= Architectural Design =

UK-based architectural journal

Cover of Architectural Design Vol 58 No. 5/6 1988

Architectural Design, also known as AD, is a New York-based architectural publication first launched in the UK, in 1930, as Architectural Design and Construction. The publication is currently led from New York by Editorial Director Ashley Simone. Neil Spiller was Editor from 2018-2025.

==History==
In its early days, the journal was more concerned with the British architectural scene, but it gradually became more international in scope. In 1946 Monica Pidgeon became editor and developed the magazine under the ownership of Standard Catalogue Company. Contributors during the 1960s included Theo Crosby and Kenneth Frampton.

Over time, the journal moved away from news coverage towards theme-based issues. During the late 1970s and 1980s it was a bastion of Postmodernism, with frequent articles and special editions guest-edited by Charles Jencks, the theoretical father of postmodern architecture. At that time the journal was the mouthpiece of the publishers Academy Editions (marketed in the USA under St. Martins Press), based in Leinster Gardens, London (they also had their own bookstore), and they published very many well-known titles concerned with postmodernism. The long-standing Editor-in-Chief, until the mid-1980s, was Andreas Papadakis.

The content of the journal is seen during the latter half of its history as running parallel with the cutting edge of avant-gardism, promoting innovation as well as celebrity status – 'stararchitects'. Thus, at the height of Postmodernism in the late 1970s – when it often featured the works of Michael Graves, Robert Stern, Leon Krier, James Stirling, Robert Krier and Aldo Rossi – it also published Rem Koolhaas's later influential book Delirious New York (1979). An undercurrent to Postmodernism featured in the journal was that of "architecture without a style", a vernacular classical architecture, epitomised by the work of Quinlan Terry, Demetri Porphyrios and John Simpson.

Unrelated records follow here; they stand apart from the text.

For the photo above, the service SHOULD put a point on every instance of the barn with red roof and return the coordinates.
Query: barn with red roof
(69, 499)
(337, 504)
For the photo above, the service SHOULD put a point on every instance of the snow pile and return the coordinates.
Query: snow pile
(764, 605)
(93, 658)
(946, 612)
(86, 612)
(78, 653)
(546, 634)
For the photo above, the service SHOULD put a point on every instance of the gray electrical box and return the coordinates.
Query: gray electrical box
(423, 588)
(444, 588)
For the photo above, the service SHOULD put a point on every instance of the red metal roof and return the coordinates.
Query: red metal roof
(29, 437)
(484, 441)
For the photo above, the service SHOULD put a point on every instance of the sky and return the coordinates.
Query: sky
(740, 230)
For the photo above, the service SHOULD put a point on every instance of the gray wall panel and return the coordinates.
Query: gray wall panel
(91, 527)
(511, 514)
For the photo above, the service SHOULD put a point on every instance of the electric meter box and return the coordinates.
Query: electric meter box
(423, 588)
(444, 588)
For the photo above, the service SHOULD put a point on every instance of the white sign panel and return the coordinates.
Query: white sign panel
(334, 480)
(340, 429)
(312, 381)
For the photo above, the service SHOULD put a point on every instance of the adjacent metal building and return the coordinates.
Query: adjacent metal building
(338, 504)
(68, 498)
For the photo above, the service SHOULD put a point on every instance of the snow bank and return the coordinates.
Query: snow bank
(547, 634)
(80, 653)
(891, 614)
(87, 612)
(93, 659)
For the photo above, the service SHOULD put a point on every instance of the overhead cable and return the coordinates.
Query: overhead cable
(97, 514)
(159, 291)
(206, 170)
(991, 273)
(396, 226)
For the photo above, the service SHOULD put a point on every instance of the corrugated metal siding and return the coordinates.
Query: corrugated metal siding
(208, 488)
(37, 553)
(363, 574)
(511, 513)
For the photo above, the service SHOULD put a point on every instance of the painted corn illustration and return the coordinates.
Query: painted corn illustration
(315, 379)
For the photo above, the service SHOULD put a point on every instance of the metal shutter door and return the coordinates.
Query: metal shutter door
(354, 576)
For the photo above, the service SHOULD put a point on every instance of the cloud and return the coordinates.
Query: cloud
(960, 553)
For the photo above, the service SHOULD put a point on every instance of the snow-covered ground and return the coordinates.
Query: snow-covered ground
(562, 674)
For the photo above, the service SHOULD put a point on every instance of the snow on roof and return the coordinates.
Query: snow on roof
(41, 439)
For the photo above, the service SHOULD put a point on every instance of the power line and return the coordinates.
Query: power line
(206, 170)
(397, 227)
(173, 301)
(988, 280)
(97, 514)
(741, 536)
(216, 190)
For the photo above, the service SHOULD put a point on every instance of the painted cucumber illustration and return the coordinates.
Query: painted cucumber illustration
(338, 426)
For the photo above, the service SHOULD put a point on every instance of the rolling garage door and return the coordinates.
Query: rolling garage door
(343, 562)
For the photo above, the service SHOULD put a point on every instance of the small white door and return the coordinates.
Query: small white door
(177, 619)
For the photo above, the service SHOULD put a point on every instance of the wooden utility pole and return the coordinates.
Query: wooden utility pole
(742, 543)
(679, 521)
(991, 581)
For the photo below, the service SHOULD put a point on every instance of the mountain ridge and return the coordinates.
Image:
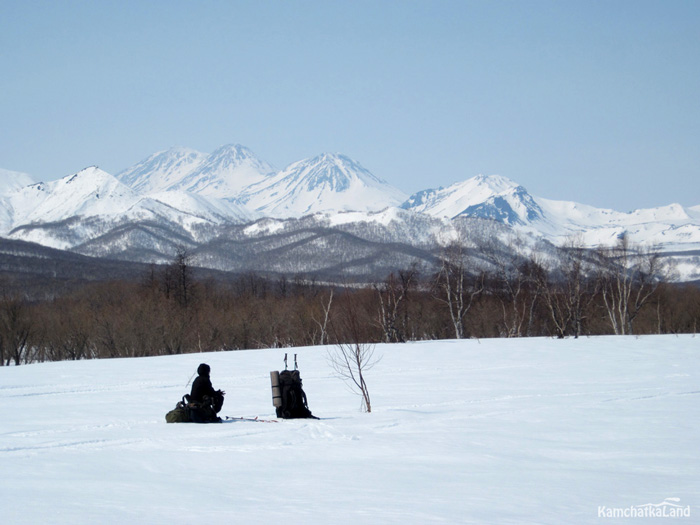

The journal went partly into decline with the demise of postmodernism, though it then shifted its coverage towards Deconstructivism, folding in architecture, 'blob' architecture, biomorphism, and digital architecture. The shift in emphasis can be pinpointed to a single edition of the journal, devoted to the two polar positions at that time: "Peter Eisenman versus Leon Krier: 'My ideology is better than yours.'" ('Architectural Design', 9-10/1989). The current avant-gardist interest of the journal in biomorphism is a return to issues the journal was covering in the 1960s and 1970s, before posism, with the architecture of Archigram, Cedric Price and the thinking of Reyner Banham.